Diversity & Inclusion: l’intervista ad Alexa Pantanella

Alexa Pantanella, dopo una carriera nella comunicazione e nel marketing, in agenzia e in azienda, ha fondato Diversity & Inclusion Speaking, start up specializzata nella ricerca e formazione sui linguaggi inclusivi. L’abbiamo intervistata per capire quale ruolo giochi il linguaggio nell’ambito della Diversity & Inclusion e perché sia così importante.

Inclusione

EMA PARTNERS: Come mai hai iniziato a occuparti del linguaggio della diversità e dell’inclusione?

Alexa Pantanella: «Mi sono accorta che nonostante le diversità fossero piuttosto valorizzate nelle aziende, non c’era nessuno che si occupasse anche del linguaggio collegato all’inclusione.

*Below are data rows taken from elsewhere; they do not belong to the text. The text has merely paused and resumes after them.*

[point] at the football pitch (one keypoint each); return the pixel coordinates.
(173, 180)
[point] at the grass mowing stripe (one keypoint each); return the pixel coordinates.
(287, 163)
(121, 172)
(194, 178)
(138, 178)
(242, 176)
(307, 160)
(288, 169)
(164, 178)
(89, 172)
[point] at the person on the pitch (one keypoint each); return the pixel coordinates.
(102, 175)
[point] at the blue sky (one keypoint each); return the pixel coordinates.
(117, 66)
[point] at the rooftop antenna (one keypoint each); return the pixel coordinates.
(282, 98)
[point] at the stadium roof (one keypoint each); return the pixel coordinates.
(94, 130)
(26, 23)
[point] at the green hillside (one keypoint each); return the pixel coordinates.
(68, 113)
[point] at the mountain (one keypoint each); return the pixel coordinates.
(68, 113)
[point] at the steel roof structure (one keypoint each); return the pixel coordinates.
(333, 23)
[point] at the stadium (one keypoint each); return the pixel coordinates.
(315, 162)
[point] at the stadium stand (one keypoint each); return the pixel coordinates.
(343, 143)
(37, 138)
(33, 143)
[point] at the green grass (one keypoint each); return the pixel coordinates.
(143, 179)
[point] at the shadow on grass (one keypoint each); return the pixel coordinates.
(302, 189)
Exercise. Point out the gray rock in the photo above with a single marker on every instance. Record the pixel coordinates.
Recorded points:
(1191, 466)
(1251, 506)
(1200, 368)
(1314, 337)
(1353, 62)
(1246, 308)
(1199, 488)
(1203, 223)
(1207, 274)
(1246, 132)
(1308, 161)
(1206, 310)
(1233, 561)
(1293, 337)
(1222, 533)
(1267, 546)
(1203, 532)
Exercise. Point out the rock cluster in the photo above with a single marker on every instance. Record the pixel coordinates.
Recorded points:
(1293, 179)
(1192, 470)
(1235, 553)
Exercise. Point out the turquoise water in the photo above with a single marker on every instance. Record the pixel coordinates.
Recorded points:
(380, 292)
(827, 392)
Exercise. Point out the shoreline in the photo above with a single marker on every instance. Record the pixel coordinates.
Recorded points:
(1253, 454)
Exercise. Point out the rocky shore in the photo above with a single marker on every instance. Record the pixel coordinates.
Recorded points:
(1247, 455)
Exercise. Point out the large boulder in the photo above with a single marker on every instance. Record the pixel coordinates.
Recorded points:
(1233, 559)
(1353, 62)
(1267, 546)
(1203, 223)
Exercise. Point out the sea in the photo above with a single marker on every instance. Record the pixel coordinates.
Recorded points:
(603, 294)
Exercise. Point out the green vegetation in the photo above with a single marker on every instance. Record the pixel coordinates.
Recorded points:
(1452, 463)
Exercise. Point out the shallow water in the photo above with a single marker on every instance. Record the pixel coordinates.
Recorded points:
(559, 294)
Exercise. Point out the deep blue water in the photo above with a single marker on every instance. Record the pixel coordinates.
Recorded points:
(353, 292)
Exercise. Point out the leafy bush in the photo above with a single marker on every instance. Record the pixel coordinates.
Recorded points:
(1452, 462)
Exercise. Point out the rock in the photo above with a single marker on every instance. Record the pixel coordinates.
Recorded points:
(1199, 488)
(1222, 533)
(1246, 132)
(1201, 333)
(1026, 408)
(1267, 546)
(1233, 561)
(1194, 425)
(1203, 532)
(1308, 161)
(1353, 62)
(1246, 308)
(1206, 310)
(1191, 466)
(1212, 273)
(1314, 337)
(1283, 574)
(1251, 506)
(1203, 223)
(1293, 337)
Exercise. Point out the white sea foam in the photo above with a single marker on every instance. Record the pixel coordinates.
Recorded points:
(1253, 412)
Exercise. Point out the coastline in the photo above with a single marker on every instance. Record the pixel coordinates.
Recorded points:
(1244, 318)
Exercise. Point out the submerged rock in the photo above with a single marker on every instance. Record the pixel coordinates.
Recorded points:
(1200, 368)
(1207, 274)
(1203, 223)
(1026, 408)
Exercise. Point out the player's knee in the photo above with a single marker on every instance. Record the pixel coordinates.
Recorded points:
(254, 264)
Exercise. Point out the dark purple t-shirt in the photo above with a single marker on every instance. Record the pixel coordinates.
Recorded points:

Pensavo al linguaggio del quotidiano, non quello delle campagne di comunicazione, ma quello delle riunioni, delle mail, dei corridoi, della macchinetta del caffè.

Come è possibile raggiungere un’inclusione piena se continuiamo a parlare la lingua dell’azienda di prima? Non si tratta solo di mettere delle persone diverse in una stanza a lavorare, non è questione di quote, ma di farle sentire nella condizione di mostrare il loro valore e sentirsi parte di qualcosa. Per decenni gli uffici sono stati frequentati dallo stesso tipo di persona: maschio, eterosessuale, bianco, senza disabilità. Ora non è così, è la realtà che è entrata in ufficio. La si chiama diversità, ma io milito per non usare questa parola, ma realtà. La realtà è che non c’è solo il maschio bianco etero senza disabilità. Mi sono chiesta come parlare nelle aziende per far sì che le persone che non sono parte della vecchia norma possano essere veramente incluse.»

EP: Che rapporto c’è tra Diversity e Inclusione?

AP: «Il semplice stare non è sufficiente. Non è l’esserci, il contarci che fa diversity. La diversity è una fotografia: è un fatto che ci siano persone diverse con background diversi, scelte diverse, che portano cose diverse, ma è nel momento in cui si lavora su aspetti di inclusione che si decide di farla contare questa diversità. Si dice che la diversità sia un dato di fatto, l’inclusione una scelta

Inclusione riunione

EP: Perché ti sei concentrata proprio sul linguaggio?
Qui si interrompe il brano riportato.